UPDATE: Gabrielle is now a tropical depression
Tropical Storm Gabrielle has a slim chance to be the latest storm to form into a hurricane in more than a decade.
Gabrielle, named yesterday, is off the coast of Puerto Rico and is forecast to drench that country as well as the Dominican Republic and the U.S. Virgin Islands.
According to the National Hurricane Center, the intensity forecast for Gabrielle is highly uncertain. Some models have Gabrielle, now with winds of 40 mph, becoming a weak tropical cyclone for several days, at the most. Other models call for the storm fizzling out.

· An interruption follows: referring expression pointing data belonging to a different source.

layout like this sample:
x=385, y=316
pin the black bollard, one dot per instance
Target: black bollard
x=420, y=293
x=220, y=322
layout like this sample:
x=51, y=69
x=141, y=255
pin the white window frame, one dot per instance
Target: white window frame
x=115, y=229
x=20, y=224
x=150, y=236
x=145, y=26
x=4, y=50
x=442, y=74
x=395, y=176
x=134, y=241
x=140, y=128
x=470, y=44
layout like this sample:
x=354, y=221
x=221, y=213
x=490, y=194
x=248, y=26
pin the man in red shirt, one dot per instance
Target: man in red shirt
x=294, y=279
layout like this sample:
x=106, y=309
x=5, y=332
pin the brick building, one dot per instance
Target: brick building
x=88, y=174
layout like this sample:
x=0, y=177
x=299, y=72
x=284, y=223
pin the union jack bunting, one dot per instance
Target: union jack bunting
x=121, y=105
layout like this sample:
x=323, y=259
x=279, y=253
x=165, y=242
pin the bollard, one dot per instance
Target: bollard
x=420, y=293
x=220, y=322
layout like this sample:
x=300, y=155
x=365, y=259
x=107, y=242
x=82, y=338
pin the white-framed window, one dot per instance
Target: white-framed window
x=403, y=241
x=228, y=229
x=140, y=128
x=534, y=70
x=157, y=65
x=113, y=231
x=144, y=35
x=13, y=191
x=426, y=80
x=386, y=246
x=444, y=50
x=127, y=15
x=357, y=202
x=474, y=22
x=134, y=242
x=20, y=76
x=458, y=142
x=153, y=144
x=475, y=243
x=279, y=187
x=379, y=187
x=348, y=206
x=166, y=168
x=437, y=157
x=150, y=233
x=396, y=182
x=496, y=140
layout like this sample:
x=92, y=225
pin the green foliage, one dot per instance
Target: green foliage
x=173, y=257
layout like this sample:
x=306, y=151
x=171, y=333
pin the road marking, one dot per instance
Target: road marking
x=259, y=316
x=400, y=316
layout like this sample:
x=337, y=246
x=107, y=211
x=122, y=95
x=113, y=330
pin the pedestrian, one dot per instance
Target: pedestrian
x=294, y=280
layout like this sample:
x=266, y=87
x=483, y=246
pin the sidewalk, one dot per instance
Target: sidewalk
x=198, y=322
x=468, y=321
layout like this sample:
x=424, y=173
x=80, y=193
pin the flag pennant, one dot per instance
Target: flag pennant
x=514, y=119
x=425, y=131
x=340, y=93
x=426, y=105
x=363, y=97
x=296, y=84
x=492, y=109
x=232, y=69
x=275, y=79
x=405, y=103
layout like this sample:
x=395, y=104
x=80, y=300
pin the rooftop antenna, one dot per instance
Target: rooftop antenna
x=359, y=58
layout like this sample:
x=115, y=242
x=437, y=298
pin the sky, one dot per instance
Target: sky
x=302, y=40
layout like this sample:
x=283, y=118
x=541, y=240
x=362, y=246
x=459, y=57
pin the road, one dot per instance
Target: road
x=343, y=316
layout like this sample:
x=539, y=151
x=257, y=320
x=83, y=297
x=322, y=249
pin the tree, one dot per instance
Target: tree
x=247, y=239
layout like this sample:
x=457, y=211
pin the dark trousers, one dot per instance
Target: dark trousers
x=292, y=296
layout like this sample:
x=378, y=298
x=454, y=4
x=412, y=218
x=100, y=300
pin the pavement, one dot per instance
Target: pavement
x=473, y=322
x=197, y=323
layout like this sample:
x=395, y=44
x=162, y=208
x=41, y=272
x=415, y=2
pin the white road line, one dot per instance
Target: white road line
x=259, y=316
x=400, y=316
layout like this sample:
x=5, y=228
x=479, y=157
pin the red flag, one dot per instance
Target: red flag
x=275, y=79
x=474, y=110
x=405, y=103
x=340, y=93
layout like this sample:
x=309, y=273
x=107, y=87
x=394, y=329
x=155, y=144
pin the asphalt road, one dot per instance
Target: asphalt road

The Atlantic hurricane season has been relatively, with seven tropical storms and no hurricanes. Last year at this time there were 13 named storms and seven hurricanes.
Accuweather senior meteorologist Alex Sosnowski points out the latest forming hurricane in the satellite era was 2002's Hurricane Gustav, which achieved sustained winds of at least 74 mph on Sept. 11 before strengthening to a Category 2 storm. Before the satellite era, the latest detected hurricane was on Sept. 16, 1941.

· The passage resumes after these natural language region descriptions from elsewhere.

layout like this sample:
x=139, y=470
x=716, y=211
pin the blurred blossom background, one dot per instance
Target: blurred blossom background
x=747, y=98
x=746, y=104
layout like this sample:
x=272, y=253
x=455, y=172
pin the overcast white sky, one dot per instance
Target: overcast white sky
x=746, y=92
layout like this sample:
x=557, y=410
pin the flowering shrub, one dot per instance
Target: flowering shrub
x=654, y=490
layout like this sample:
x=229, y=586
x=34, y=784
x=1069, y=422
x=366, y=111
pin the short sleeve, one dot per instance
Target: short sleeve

NHC and Accuweather say strong westerly winds are interfering with tropical storm development. This winds are currently protecting the East Coast. No matter Gabrielle's strength, she is predicted to spin off into the open Atlantic Ocean.
But there are three more organized tropical systems accompanying Gabrielle in the Atlantic. One, off the coast of Mexico, currently has a 30 percent chance of become a tropical cyclone, says NHC.

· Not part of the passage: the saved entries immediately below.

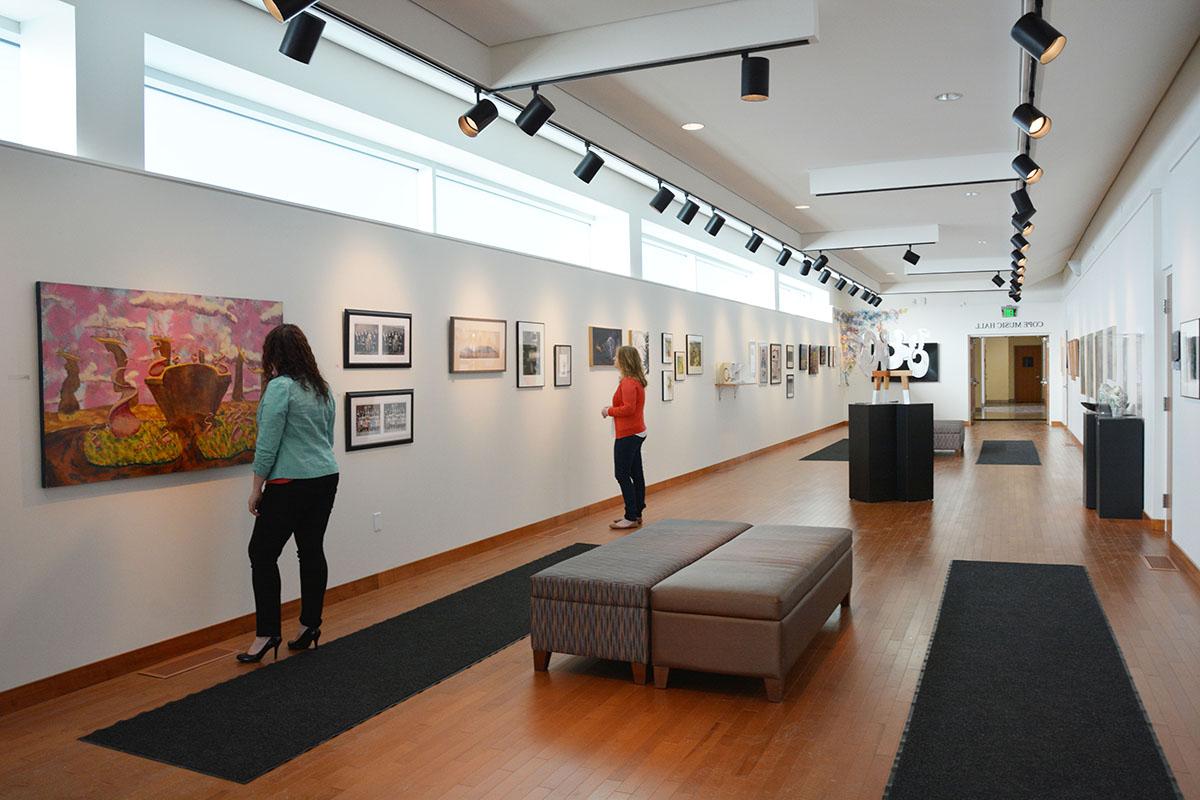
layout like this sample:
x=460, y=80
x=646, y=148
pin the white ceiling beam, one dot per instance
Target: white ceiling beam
x=924, y=173
x=868, y=238
x=670, y=37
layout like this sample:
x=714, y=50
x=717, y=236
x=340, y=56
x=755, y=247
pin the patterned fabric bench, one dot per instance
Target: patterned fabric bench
x=599, y=603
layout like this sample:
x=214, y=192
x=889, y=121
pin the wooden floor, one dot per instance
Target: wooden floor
x=583, y=729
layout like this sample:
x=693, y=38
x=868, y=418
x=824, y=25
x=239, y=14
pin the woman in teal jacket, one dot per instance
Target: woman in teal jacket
x=294, y=482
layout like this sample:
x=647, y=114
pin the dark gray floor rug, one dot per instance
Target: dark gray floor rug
x=1025, y=695
x=252, y=723
x=837, y=451
x=1008, y=451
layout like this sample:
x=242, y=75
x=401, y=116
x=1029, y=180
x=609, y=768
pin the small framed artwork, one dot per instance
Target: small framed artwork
x=531, y=355
x=376, y=338
x=695, y=344
x=563, y=365
x=378, y=419
x=603, y=346
x=478, y=344
x=641, y=340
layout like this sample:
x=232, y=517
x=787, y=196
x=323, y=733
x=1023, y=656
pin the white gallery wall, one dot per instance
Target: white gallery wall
x=93, y=571
x=1147, y=228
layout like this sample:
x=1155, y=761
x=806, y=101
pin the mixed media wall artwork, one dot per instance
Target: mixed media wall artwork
x=144, y=383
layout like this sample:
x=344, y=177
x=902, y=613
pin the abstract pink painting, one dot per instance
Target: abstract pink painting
x=143, y=383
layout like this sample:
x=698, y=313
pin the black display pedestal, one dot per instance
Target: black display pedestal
x=1120, y=465
x=891, y=451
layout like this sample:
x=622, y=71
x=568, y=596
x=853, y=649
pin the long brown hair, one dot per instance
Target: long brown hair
x=286, y=352
x=629, y=361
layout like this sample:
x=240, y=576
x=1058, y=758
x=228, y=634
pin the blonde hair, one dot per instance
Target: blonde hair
x=629, y=361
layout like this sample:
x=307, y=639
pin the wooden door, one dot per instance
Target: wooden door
x=1027, y=373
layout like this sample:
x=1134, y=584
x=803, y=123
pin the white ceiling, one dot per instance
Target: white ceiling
x=865, y=94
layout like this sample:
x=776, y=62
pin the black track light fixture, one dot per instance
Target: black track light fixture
x=285, y=10
x=534, y=115
x=589, y=166
x=688, y=212
x=1038, y=37
x=1026, y=168
x=1027, y=118
x=661, y=198
x=478, y=118
x=755, y=78
x=301, y=37
x=715, y=223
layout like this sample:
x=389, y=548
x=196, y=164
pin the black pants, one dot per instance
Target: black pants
x=299, y=507
x=627, y=456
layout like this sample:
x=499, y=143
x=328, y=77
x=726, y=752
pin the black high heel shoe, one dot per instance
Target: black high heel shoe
x=310, y=636
x=255, y=657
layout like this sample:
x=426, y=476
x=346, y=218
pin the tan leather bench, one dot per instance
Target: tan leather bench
x=751, y=606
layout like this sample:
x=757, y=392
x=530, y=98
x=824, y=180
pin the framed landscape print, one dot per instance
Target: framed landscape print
x=695, y=344
x=376, y=338
x=641, y=340
x=378, y=419
x=531, y=355
x=603, y=346
x=563, y=366
x=478, y=344
x=138, y=383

Accuweather says the best chance of a hurricane would likely not come until later this month. Accuweather hurricane expert Dan Kottlowski says the Atlantic is “overdue” for hurricane formation and conditions are “soon to shift in favor of multiple tropical systems.”
Near the start of the hurricane season on June 1 well-known meteorologists at Colorado State University called for 18 named storms, nine hurricane and four major hurricanes. Philip Klotzbach and William Gray of CSU, now in its 30th year of issuing seasonal forecasts for the Atlantic basin, estimated a 72-percent chance at least one of these storms will strengthen to a major hurricane (Category 3 or higher) and make landfall somewhere on the U.S. coast from Texas to Maine.